RE: check doman against uri bl of spamassassin
:D I thought I could query the blacklists from the command line with dig or so -Original Message- From: @lbutlr [mailto:krem...@kreme.com] Sent: Wednesday, October 21, 2020 10:20 PM To: users@spamassassin.apache.org Subject: Re: check doman against uri bl of spamassassin On 21 Oct 2020, at 13:35, Marc Roos wrote: > What is the best way to check an url against the default active > spamassassin uribl, on a linux server that does not have spamassassin > installed?
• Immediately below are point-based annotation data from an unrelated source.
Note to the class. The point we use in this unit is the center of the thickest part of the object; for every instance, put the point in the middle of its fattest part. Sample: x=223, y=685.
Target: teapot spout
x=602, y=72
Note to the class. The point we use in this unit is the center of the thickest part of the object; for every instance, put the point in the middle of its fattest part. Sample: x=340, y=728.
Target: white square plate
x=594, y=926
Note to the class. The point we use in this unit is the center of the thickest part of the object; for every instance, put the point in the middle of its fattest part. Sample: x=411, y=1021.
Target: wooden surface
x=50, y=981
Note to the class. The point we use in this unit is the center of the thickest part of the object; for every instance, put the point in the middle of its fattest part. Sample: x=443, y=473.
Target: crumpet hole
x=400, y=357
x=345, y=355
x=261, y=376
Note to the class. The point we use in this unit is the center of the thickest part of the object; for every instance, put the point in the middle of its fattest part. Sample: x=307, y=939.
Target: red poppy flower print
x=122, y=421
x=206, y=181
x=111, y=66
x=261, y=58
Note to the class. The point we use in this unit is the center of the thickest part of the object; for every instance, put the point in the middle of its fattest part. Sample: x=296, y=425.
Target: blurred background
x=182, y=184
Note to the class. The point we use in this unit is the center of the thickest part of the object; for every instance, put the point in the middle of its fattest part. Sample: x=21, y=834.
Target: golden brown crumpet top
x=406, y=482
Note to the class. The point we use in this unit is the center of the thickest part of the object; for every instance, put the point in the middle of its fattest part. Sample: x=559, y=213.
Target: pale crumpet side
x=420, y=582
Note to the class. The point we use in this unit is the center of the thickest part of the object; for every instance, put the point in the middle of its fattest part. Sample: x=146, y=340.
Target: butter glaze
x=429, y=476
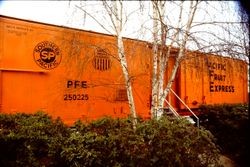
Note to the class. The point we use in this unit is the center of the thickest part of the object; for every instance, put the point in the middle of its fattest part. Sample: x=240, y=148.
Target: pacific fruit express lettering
x=216, y=80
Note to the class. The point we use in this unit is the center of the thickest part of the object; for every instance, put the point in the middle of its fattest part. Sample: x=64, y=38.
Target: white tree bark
x=161, y=54
x=118, y=21
x=154, y=101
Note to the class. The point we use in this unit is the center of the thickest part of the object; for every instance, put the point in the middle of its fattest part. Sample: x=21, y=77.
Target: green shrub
x=229, y=125
x=30, y=139
x=113, y=142
x=38, y=140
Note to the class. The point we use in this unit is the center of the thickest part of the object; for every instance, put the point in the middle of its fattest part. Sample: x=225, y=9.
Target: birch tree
x=179, y=35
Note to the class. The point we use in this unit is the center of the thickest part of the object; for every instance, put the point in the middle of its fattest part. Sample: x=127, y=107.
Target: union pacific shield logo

This is clearly in the "how do I do a thing while imposing conditions that make impossible to do" class of question. "How do I dive 300 meters under water without an oxygen supply or pressure suit?" "How can I get from New York City to Los Angels in less than 10 hours without flying?" If you want to test something against spamasassin you need one thing for sure, access to spamassassin. -- 'I really should talk to him, sir. He's had a near-death experience!' 'We all do. It's called living.'
Re: check doman against uri bl of spamassassin
On 21 Oct 2020, at 13:35, Marc Roos wrote: > What is the best way to check an url against the default active > spamassassin uribl, on a linux server that does not have spamassassin > installed? This is clearly in the "how do I do a thing while imposing conditions that make impossible to do" class of question. "How do I dive 300 meters under water without an oxygen supply or pressure suit?" "How can I get from New York City to Los Angels in less than 10 hours without flying?" If you want to test something against spamasassin you need one thing for sure, access to spamassassin. -- 'I really should talk to him, sir. He's had a near-death experience!' 'We all do. It's called living.'
check doman against uri bl of spamassassin
What is the best way to check an url against the default active spamassassin uribl, on a linux server that does not have spamassassin installed?